China has appeared to be more active in defending territorial claims than it has been in pursuing a new alliance of Asian countries. At a China-hosted summit in May of some four dozen countries and international groups, Xi touted what he said would be a new Asian security network that would exclude the U.S., but he left the meeting with few solid steps to actually building such a framework.

Australian Cabinet minister Malcolm Turnbull said China has found itself largely alone, at least diplomatically, as it shows its teeth to the region.

"It has really no allies in the region, apart from North Korea," Turnbull was quoted as saying at a recent security and economic leadership conference. "And the consequence has been how China's neighbors are drawing closer to the United States than ever before."

With tensions high over China, U.S. President Barack Obama paid high-profile visits to Japan, South Korea, Malaysia and the Philippines in April, where he reassured governments that the U.S. would honor agreements to defend them.

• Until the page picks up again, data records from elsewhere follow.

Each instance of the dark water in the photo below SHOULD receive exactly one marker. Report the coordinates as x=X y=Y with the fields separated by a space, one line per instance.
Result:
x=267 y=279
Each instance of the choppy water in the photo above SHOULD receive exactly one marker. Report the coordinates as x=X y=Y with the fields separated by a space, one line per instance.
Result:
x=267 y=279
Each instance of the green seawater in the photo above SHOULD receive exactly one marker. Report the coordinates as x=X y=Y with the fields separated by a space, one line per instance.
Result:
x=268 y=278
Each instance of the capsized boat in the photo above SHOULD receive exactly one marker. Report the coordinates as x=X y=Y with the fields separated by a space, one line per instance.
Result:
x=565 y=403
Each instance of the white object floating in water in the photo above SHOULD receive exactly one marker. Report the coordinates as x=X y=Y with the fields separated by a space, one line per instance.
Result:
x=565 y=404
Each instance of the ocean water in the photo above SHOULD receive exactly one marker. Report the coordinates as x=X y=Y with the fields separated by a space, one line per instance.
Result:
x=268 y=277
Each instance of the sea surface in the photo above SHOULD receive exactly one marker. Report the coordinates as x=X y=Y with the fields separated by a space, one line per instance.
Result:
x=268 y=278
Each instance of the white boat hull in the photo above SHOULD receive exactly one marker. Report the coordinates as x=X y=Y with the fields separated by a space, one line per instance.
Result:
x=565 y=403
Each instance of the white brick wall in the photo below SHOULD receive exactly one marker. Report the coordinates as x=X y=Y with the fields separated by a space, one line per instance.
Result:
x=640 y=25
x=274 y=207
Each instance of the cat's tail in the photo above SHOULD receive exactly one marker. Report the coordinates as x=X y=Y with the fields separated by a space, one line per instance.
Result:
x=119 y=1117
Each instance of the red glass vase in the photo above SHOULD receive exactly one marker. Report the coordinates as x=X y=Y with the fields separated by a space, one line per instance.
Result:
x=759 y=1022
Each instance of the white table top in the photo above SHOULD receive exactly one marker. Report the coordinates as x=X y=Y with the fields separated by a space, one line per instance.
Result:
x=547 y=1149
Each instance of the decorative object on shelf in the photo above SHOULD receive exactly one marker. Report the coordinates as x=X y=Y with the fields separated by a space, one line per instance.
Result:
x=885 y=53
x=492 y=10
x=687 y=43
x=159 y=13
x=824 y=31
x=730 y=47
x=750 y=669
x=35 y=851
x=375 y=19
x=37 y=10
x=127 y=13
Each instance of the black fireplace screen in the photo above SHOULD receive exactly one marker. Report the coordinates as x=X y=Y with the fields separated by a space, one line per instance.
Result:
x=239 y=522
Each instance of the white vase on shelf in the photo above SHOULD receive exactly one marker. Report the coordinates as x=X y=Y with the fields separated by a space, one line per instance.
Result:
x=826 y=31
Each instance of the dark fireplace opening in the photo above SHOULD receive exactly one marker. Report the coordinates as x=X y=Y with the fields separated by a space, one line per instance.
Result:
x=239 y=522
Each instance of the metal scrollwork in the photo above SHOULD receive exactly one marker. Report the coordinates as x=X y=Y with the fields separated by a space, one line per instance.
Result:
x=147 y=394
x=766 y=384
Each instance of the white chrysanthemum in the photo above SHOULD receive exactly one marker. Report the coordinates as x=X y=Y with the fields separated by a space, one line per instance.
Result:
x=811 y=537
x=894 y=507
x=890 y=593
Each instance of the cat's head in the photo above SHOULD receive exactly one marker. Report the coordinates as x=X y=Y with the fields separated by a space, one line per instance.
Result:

Japanese leaders took matters into their own hands last week when they reinterpreted their pacifist constitution to let them expand the use of the country's military to defend its allies. The move strengthens Japan's alliance with the U.S. but also opens the door to new alliances with like-minded Asian countries.

"In the South China Sea, I think Chinese leaders have one purpose: They want to do as much damage as possible to U.S. credibility," said Huang Jing, a China expert at Singapore National University's Lee Kuan Yew School of Public Policy. "China understands that if China appears soft, there'll be no end of it, so China will appear tough and will not make compromises ... and (China believes) the U.S. will not come to help when push comes to shove."

In capitals across Asia, he said, China is forcing governments to make a difficult choice: Will they bet on a future dominated by a newly confident China or one based on longtime U.S. assurances?